If you love football, the European championships and World Cup can be signposts for moments in your life. Recalling past tournaments invariably brings to mind what you were doing at the time and who you were with.

In my family, it was my father and grandfather who would invariably gather around the television with my brother and me when England were playing. These experiences were usually characterised by failure, which is why the journey taken by Gareth Southgate’s team to the precipice of tournament glory has triggered so many emotions. Yes, Southgate’s men ultimately failed too, but they failed more gloriously than any England team I can remember. My father watched a couple of games with my children and me and, Sunday’s result aside, my grandfather would have absolutely loved it.

Before the start of the tournament I tried to explain the perils of being an England supporter to my kids and watched their hopeful faces grow increasingly puzzled as I warned them of the dangers of over-optimism and the need to prepare for inevitable defeat. Like them, I soon forgot this and was swept up in the march to the final, full of belief like everyone else until reality bit with Bukayo Saka’s penalty miss.

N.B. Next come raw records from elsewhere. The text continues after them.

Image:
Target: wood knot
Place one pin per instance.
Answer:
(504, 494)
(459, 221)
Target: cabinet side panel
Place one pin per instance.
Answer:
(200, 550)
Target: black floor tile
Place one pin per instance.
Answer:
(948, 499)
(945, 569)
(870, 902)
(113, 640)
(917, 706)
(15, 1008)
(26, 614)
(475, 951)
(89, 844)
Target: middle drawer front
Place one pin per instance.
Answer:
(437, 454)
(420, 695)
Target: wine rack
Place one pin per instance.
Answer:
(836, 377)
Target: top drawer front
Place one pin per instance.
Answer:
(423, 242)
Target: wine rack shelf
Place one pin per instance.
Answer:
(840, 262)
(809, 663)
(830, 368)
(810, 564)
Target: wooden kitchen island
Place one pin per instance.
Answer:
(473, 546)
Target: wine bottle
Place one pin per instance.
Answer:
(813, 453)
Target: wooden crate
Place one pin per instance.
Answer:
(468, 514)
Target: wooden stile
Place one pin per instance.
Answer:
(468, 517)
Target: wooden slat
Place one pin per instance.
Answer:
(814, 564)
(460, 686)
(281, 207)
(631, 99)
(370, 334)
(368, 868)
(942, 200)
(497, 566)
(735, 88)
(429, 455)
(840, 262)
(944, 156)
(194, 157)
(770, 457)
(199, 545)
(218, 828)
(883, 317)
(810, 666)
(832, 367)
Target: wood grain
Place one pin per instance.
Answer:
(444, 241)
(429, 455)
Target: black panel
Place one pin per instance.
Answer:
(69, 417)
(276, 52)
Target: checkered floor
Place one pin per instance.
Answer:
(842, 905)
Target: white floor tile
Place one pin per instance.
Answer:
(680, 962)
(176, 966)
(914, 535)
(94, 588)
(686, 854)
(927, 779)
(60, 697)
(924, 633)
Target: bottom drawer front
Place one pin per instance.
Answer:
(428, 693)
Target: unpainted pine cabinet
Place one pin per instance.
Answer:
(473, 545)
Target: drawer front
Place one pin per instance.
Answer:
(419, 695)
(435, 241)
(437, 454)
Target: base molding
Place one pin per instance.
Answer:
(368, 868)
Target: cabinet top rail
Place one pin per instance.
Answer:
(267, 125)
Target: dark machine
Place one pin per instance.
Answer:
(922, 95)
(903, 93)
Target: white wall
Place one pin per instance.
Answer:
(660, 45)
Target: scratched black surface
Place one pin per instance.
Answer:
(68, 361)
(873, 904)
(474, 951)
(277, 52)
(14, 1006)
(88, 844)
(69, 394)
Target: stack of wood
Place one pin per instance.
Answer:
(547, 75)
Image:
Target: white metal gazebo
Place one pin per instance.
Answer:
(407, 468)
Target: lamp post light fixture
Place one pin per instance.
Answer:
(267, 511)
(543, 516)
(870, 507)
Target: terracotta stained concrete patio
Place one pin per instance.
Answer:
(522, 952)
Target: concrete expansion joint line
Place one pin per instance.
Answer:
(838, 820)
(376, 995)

So on we go to next year’s World Cup in Qatar. Sports pundits and friends are already talking about it in hopeful terms, as if winning a tournament in 100 degree heat will be easier than one played in front of one’s own supporters.

But maybe I’m looking at this the wrong way. Historic though it will be if England triumph next year, or any year, it’s not whether they win that should matter. It’s the journey that counts when watching England — that tortuous, maddening loop of despair laced with very occasional hope — and who is sitting next to you along the way.